* Allah'a tevekkülün ( Allah'a teslim olmanın) manası; bütün vasıtalara, sebeplere başvurup, neticeyi Allah' tan beklemektir. Sebeplere başvurmayıp, neticeyi bekleyen Allah'a tevekkül etmiş sayılmaz. Takdir edilmiş rızık, devamlı çalışmakla kazanılır.

               *Müslüman devlet; hakkıyla alır, hakkıyla verir. Vergileri toplarken adaletle hareket eder.

               *Dünya da hiçbir vergi sistemi, İslam gibi hem sermaye, hem de karı vergiye tabi tutmaz. Şüphesiz ki bunun yüce hikmetleri vardır. Bu hikmetlerden biri de SERVET BİRİKTİRMEKLE, MAL YIĞMAKLA  SAVAŞMAKTIR.

               *Kuvvetimiz, herhangi bir sapık gurubun ( misyonerlerin, masonların, koministlerin, siyonistlerin, kapitalistlerin...) kuvvetinden üstün olmadıkça, arzu ettiğimiz hedeflere ulaşmamız zor olacaktır.

               *ADALET; HER HAK SAHİBİNE HAKKINI TAMAMİYLE VERMEK DEMEKTİR. HER İNSANA KARŞI ADALETLİ OLMAK FARZDIR. İSTER MÜSLÜMAN İSTER KAFİR OLSUN, İSTER DOST İSTER DÜŞMAN OLSUN, İSTER HISIM İSTERSE YABANCI OLSUN.

              *''BİR MİLLETE KARŞI OLAN ÖFKENİZ, SİZİ ADALETSİZ DAVRANMAYA SÜRÜKLEMESİN. ADALETLİ DAVRANIN, BU, TAKVA SAHİBİ OLMAYA DAHA YAKINDIR.  (Maide Suresi, 8.Ayet )

              *Adalet çeşitli şekillerle olur.
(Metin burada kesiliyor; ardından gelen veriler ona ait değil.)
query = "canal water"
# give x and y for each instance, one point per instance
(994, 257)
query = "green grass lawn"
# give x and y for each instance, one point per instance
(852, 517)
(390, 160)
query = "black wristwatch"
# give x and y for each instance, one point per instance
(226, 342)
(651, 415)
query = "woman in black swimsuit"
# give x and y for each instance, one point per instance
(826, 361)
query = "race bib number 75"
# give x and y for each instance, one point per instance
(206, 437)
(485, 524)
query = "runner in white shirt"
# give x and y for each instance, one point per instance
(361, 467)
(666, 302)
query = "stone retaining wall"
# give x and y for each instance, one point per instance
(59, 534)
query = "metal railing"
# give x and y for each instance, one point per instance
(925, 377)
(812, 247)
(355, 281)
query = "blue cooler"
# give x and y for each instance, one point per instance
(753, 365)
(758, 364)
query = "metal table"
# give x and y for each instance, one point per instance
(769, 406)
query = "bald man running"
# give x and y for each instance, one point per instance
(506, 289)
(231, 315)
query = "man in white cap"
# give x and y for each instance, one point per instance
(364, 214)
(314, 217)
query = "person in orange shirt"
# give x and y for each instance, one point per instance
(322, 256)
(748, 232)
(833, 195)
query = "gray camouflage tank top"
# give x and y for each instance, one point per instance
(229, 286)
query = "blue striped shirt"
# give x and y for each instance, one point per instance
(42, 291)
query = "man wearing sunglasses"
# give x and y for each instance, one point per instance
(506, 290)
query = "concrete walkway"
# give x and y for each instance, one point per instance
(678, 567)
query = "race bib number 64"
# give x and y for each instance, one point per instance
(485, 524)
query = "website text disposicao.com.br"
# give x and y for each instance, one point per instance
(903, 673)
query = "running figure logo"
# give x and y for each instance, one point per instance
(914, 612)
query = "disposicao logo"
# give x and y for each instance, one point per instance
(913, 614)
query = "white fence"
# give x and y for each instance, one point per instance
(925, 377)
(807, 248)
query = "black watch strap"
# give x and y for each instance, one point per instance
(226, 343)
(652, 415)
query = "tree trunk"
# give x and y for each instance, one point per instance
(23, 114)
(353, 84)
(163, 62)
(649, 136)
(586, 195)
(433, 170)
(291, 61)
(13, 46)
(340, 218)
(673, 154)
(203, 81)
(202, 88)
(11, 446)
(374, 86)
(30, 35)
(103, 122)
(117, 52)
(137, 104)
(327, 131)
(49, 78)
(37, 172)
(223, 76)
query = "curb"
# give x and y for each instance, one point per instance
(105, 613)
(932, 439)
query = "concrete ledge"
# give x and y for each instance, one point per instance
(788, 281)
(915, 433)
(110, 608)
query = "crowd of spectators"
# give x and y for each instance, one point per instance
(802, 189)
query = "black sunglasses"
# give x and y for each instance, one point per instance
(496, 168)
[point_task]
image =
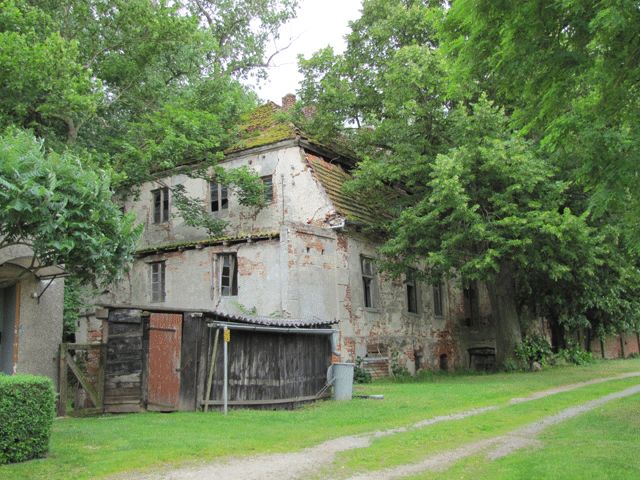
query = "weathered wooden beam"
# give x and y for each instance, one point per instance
(62, 380)
(265, 402)
(82, 379)
(214, 356)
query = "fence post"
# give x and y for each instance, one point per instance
(62, 380)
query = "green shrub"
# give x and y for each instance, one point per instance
(534, 348)
(27, 406)
(576, 355)
(360, 375)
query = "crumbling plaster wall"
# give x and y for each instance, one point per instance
(389, 324)
(39, 327)
(192, 275)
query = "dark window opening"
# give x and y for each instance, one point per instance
(368, 282)
(219, 196)
(437, 300)
(228, 274)
(160, 205)
(412, 293)
(268, 188)
(471, 306)
(158, 278)
(444, 362)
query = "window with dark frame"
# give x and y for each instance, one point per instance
(368, 282)
(219, 196)
(412, 293)
(158, 282)
(228, 274)
(268, 188)
(437, 300)
(160, 205)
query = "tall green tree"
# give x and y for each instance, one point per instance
(568, 71)
(62, 211)
(494, 211)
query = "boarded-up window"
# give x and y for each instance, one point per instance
(368, 282)
(228, 274)
(157, 282)
(160, 205)
(219, 196)
(412, 293)
(268, 188)
(437, 300)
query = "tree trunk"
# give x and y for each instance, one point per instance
(502, 296)
(558, 338)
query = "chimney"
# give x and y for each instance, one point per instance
(288, 101)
Muhakeme ederken adalet, hükmederken adalet, zemmederek adalet, methederek adalet, tenkit etmekle yapılan adalet, azarlamak suretiyle adalet, kızgın ve sevinçli hallerde adalet vs.

              *İki kişinin arasında hüküm verirken taraf tutmak adalete ters düşer. Övülmeye layık olmayan birini övmek, kötülenmesi icap etmeyen birini kötülemek adaletli bir hareket değildir. Yakının olmayan kimseler veya düşmanlarına, yahut sana kötülük eden kişilere karşı akrabanı, dostunu, sana iyilik edeni desteklemen de adaletten değildir.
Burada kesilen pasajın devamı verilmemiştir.